Now, residents, including survivors, widows and orphans are demanding compensation close to two decades later, saying it is ‘well-deserved’.
The only aid they claim to have received was last lobbied for and received by their area Member of Parliament, Mr Abdu Katuntu in 2002.
Mr Katuntu was that year quoted by local media as saying: “I have already received assistance from some companies, while others are yet to honour their pledges.”
During a meeting for residents, including survivors, widows and orphans at the mass grave in Busesa in which most of the unidentified victims were buried on Monday, Ms Fatima Nampima, a survivor who lost five siblings, said she is in dire need of help.

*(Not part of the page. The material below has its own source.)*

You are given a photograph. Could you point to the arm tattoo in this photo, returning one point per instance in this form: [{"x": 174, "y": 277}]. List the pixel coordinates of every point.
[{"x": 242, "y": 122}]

“One of my brothers left his wife pregnant, we have always been asked to record our names but nothing has been forthcoming to-date,” she said.
Ms Annet Wanalubanga, a resident of Busesa-Namadi, said she lost all her close family members in the disaster.
Ms Proscovia Naigaga, another resident, said she lost a son identified as Ronald Wakabi.
“There is nothing we have received yet we hear of those [victims] as recent as the Rubirizi [incident] being compensated. We in Bugweri are now asking: ‘Are we not also President Museveni’s children?” she wondered.
She said after the incident, different people came to the district immediately after the mass burial, seeking details of the fire victims, which they provided but nothing has been done and that they have never heard from government again.
Efforts to get a comment from the Bugweri Resident District Commissioner, Ms Eva Kwesiga, were futile by press time.